The commonest agent in various case series is believed to be viral infections, of which enteroviruses are the commonest culprits. Poliomyelitis is an important differential diagnosis in tropical countries and should be ruled out. Presentation may be highly variable and may involve one or more limbs and cranial nerves. Diagnosis is based on the case definitions by CDC which includes both clinical and laboratory parameters.
The Clinical Criteria includes an illness with onset of acute flaccid limb weakness whereas the Laboratory Criteria for Diagnosis includes
- Confirmatory Laboratory Evidence: Magnetic resonance image (MRI) showing spinal cord lesion largely restricted to gray matter and spanning one or more vertebral segments
- Supportive Laboratory Evidence: Cerebrospinal fluid (CSF) with pleocytosis (white blood cell count >5 cells/mm3).
A Probable case is defined as a clinically compatible case with supportive laboratory evidence as mentioned above. A Confirmed or definitive case includes clinically compatible case along with confirmatory laboratory evidence of an MRI showing spinal cord lesion largely restricted to gray matter and spanning one or more spinal segments. Our case was a confirmed case of AFM as per the CDC definition.

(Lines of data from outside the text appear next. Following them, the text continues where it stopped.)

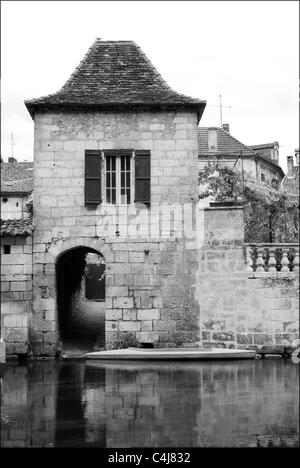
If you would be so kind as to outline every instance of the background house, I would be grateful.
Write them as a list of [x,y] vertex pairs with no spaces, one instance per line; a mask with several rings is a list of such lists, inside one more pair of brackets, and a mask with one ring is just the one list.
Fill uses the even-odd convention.
[[279,186],[284,172],[278,164],[278,143],[249,147],[234,138],[229,125],[199,127],[199,170],[208,164],[235,167],[259,183]]
[[26,219],[26,203],[33,190],[33,162],[9,157],[1,162],[1,219]]
[[281,189],[290,198],[299,202],[299,149],[295,149],[293,156],[287,157],[287,173],[281,182]]

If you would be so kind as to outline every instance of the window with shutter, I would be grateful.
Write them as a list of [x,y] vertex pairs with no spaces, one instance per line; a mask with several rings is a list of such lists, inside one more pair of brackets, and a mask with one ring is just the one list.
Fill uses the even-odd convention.
[[132,202],[132,152],[105,152],[105,203],[130,205]]
[[85,151],[85,205],[101,203],[101,153]]
[[135,202],[150,205],[150,151],[135,152]]

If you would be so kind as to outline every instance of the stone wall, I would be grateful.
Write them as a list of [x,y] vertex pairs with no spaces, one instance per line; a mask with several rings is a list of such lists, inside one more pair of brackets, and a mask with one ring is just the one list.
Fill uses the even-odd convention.
[[[6,194],[1,197],[1,219],[24,219],[29,217],[26,211],[28,196]],[[6,201],[4,201],[6,200]]]
[[[10,253],[4,254],[4,245]],[[1,238],[1,337],[6,354],[25,354],[32,307],[32,238]]]
[[[30,348],[32,246],[29,237],[5,239],[13,242],[12,253],[1,257],[1,328],[7,354],[24,354],[35,346],[37,354],[56,353],[55,261],[82,245],[106,259],[108,348],[131,332],[138,342],[160,347],[255,347],[261,353],[286,352],[299,337],[297,274],[271,277],[247,271],[241,208],[205,209],[204,227],[198,251],[186,249],[175,239],[128,242],[78,237],[53,242],[47,252],[52,262],[34,266],[39,272],[36,284],[41,285],[35,288],[43,297],[36,303],[41,310],[34,313],[34,326],[29,327]],[[20,245],[27,254],[14,253]],[[52,297],[44,297],[49,293]]]
[[[160,345],[199,341],[194,297],[197,254],[176,237],[181,230],[177,215],[162,215],[162,221],[172,218],[175,223],[171,240],[164,237],[164,223],[159,224],[156,216],[150,221],[155,235],[152,231],[138,235],[134,230],[122,236],[120,219],[116,222],[108,216],[110,233],[105,230],[104,204],[84,206],[85,150],[128,148],[151,151],[151,210],[165,206],[168,211],[169,205],[196,200],[196,113],[35,116],[31,339],[38,343],[37,354],[57,352],[55,264],[60,255],[78,246],[92,248],[105,259],[107,347],[126,332],[133,332],[141,342]],[[141,226],[145,226],[145,213],[137,213]]]
[[246,270],[242,208],[206,209],[204,219],[198,277],[202,345],[282,354],[299,338],[297,272],[259,277]]
[[[122,217],[84,205],[84,152],[128,148],[151,151],[151,219],[131,207],[142,232],[124,234]],[[159,347],[284,347],[298,337],[296,275],[249,277],[241,208],[200,207],[197,242],[182,236],[176,207],[192,207],[196,221],[197,164],[194,113],[36,114],[33,246],[11,238],[2,256],[8,354],[60,352],[56,265],[78,247],[105,260],[107,348],[124,336]]]

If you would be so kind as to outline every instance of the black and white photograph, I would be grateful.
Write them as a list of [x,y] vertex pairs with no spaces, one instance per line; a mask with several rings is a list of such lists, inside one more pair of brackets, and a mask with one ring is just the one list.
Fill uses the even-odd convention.
[[299,2],[2,0],[1,95],[2,453],[299,448]]

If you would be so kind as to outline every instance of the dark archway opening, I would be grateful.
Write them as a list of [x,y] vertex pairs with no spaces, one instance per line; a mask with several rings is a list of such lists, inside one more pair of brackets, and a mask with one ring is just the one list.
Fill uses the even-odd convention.
[[105,262],[96,250],[77,247],[56,264],[58,328],[63,352],[105,345]]

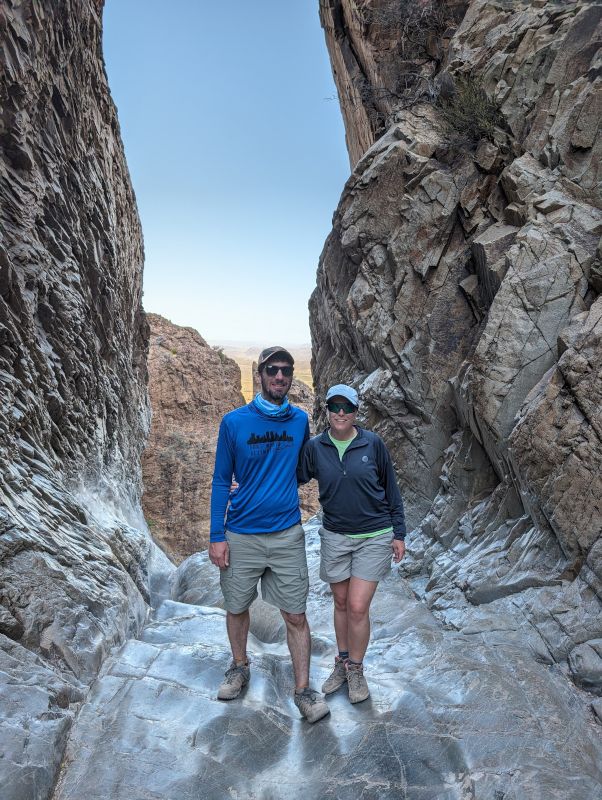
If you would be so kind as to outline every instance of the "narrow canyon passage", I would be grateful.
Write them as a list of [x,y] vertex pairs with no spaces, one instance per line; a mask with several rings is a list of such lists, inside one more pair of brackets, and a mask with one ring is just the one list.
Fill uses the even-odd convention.
[[[331,598],[306,526],[312,682],[328,674]],[[588,701],[518,636],[446,630],[396,571],[373,605],[371,698],[343,688],[299,718],[279,614],[253,608],[252,678],[215,699],[229,661],[206,554],[175,576],[139,639],[104,665],[75,722],[54,800],[407,798],[595,800],[602,743]]]
[[[109,90],[104,5],[11,0],[0,10],[0,800],[600,800],[599,0],[287,4],[307,5],[316,24],[319,13],[351,167],[322,255],[303,265],[313,273],[317,262],[313,422],[325,424],[328,387],[357,390],[360,424],[391,453],[410,531],[400,574],[373,604],[372,697],[351,707],[339,692],[315,726],[293,706],[280,616],[261,604],[251,684],[239,701],[215,700],[230,659],[217,572],[206,554],[176,572],[148,535],[178,559],[205,546],[217,426],[242,396],[227,355],[147,315],[148,294],[143,305],[142,193],[121,137],[128,106],[120,122]],[[227,11],[228,47],[193,78],[229,99],[220,66],[234,30],[245,44],[232,81],[241,97],[248,56],[273,59],[297,30],[283,26],[278,47],[264,48]],[[169,16],[196,32],[171,4]],[[198,129],[224,141],[234,131],[238,144],[221,157],[196,140],[182,146],[190,96],[170,115],[172,92],[156,89],[184,77],[169,77],[167,29],[158,46],[135,30],[153,55],[145,138],[162,142],[156,123],[169,123],[170,181],[190,177],[195,159],[220,179],[230,172],[223,203],[200,187],[201,205],[223,220],[211,238],[219,252],[257,240],[264,263],[282,231],[247,166],[265,172],[272,152],[262,159],[250,146],[237,102],[224,116],[199,104]],[[291,121],[294,92],[255,82],[265,104],[244,99],[268,122],[267,144],[309,163],[304,143],[273,124]],[[305,118],[298,131],[311,127]],[[172,195],[188,197],[158,185],[162,216]],[[270,223],[250,238],[233,216],[243,185],[245,220],[257,211]],[[320,192],[309,188],[313,206]],[[294,203],[280,205],[295,225],[289,255],[307,231]],[[295,274],[288,259],[256,281],[254,305],[205,244],[194,249],[201,291],[185,282],[186,297],[206,295],[221,313],[236,293],[244,319],[278,322],[262,346],[281,346],[299,294],[281,285]],[[168,250],[166,294],[176,283]],[[217,299],[211,275],[223,282]],[[149,399],[155,368],[161,407],[152,388]],[[315,524],[307,530],[320,687],[332,601]]]

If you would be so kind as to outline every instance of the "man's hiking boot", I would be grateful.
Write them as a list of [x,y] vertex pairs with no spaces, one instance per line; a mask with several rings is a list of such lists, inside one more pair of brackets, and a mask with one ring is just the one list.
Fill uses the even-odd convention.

The NCV and EMG may be normal in the initial period as the changes in the electrophysiological investigations takes few weeks to develop. NCV may be suggestive of demyelinating polyneuropathy and EMG may show low amplitude and fibrillation pattern. Japanese encephalitis virus (JEV) is an RNA virus and is known to cause encephalopathy, acute flaccid paralysis and Guillain barre syndrome. JEV is an extremely rare cause of AFM. According to the nationwide surveillance report by Sejvar JJ, et al. of all the reported and confirmed cases of AFM, JEV was not found to be the causative agent in any case. This is probably the first case report of AFM caused by Japanese encephalitis in India. There is no definitive treatment guidelines and management remains supportive, although available evidence and input from individual experts have suggested use of Immunoglobulin, corticosteroids, plasma exchange and fluoxetine with limited success rates.

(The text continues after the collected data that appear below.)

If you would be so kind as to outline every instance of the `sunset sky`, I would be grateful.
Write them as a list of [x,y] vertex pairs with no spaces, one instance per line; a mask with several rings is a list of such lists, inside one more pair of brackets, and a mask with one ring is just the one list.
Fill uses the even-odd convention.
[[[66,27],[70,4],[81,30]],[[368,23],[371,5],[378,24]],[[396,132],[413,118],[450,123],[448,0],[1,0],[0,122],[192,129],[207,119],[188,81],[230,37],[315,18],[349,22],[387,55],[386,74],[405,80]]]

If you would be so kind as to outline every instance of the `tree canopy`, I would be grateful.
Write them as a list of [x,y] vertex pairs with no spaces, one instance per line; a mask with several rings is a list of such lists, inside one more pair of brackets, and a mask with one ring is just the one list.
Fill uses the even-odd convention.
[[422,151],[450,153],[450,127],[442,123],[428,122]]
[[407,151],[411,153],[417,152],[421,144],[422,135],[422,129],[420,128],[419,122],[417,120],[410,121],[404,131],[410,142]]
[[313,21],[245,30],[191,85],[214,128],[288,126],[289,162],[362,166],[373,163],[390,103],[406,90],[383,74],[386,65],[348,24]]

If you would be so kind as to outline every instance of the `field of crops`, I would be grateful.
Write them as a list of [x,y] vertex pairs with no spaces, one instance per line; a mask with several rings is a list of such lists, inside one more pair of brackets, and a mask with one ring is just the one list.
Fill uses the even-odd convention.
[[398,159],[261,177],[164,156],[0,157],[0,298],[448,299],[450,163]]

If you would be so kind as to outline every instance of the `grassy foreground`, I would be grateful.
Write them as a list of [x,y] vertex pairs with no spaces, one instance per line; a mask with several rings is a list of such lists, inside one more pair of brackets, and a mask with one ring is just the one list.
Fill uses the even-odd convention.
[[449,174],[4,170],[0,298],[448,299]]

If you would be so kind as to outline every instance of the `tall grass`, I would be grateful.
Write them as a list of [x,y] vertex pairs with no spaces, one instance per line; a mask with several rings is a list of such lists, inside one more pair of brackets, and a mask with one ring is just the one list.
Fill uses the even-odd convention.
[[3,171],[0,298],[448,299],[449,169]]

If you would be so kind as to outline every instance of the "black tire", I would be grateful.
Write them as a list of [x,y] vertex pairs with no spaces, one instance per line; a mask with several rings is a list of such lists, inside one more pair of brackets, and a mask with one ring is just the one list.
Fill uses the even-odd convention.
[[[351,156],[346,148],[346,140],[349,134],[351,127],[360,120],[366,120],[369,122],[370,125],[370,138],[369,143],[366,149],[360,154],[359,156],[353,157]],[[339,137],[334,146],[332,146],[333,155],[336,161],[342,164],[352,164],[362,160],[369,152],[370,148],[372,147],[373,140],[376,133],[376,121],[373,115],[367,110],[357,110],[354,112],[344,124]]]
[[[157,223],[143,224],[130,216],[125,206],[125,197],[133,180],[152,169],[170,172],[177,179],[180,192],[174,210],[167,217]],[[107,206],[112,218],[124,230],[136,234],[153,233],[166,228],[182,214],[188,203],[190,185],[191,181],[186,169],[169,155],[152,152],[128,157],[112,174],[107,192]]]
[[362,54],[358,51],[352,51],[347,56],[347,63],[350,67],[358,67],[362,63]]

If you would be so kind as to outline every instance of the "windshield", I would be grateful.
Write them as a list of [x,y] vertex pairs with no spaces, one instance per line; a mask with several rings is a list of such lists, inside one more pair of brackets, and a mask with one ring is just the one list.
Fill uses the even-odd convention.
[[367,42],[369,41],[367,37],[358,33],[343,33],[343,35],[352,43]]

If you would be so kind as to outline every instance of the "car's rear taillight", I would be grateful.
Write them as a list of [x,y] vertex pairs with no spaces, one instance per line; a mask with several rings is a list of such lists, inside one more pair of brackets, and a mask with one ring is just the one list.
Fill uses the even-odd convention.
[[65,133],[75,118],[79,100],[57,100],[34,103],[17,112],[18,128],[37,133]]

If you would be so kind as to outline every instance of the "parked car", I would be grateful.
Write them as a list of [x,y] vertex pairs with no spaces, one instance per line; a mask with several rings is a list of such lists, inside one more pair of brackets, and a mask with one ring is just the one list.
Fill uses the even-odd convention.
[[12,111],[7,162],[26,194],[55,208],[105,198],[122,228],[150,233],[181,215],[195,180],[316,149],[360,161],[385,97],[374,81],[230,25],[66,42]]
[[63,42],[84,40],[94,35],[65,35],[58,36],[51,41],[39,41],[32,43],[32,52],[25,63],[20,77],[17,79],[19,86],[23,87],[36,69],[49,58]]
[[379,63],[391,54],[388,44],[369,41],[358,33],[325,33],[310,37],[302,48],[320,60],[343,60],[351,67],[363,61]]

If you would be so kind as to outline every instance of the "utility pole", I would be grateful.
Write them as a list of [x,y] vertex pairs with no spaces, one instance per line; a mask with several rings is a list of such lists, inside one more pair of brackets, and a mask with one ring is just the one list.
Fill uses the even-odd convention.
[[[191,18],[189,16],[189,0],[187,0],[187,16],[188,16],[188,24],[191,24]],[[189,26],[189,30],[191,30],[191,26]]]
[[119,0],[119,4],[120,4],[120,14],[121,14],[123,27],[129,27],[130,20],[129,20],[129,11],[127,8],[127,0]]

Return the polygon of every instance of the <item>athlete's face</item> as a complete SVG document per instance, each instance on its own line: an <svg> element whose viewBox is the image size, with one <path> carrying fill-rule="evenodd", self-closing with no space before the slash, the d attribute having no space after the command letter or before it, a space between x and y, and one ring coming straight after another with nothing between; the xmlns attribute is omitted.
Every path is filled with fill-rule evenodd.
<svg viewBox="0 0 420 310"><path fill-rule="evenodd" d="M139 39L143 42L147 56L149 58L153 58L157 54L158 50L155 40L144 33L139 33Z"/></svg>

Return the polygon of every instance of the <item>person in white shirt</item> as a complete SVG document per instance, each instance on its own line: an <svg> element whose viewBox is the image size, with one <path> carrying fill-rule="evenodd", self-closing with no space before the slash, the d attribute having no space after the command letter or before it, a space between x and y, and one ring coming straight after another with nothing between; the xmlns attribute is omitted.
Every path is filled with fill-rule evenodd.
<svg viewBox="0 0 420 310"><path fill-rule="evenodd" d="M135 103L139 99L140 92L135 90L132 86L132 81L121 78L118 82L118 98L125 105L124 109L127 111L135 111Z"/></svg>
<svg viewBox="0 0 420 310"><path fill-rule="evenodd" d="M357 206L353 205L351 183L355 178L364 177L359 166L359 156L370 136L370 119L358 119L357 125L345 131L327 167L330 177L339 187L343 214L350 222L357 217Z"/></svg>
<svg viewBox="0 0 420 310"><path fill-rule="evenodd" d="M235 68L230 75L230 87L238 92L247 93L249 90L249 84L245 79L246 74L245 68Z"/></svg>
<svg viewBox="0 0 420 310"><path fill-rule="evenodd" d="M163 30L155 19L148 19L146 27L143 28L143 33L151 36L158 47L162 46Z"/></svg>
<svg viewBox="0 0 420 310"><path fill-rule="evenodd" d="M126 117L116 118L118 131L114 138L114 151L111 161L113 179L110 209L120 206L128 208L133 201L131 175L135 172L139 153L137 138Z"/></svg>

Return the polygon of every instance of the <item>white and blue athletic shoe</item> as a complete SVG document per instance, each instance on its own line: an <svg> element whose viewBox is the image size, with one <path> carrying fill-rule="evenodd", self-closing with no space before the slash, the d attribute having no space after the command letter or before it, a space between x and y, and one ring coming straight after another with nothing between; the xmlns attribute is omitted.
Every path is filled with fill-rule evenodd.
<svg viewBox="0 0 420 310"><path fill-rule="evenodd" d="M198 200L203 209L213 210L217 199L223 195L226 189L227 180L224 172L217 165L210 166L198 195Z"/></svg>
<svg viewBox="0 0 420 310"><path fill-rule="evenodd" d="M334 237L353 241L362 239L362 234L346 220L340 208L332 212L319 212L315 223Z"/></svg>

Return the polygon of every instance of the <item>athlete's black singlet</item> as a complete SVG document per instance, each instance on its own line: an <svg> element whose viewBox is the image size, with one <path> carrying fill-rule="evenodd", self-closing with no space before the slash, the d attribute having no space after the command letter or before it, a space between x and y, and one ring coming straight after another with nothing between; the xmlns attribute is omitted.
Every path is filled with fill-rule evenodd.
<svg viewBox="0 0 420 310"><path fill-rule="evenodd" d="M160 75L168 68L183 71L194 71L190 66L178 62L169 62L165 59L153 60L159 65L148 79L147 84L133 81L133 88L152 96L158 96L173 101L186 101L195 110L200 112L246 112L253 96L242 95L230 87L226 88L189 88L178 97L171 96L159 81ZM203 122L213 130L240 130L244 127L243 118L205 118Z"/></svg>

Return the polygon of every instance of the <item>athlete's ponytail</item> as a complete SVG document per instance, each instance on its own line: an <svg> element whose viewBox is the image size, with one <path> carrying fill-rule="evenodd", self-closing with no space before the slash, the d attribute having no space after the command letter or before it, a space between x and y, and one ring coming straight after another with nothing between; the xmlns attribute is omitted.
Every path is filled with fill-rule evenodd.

Japanese encephalitis is common in Indian subcontinent, however its presentation as AFM is extremely rare. It highlights the challenge clinicians face with clinical presentation of significant overlap with other similar conditions and lack of definitive treatment guidelines. It is imperative to make early diagnosis and identify the causative agent so that preventive and supportive measures may be put in place.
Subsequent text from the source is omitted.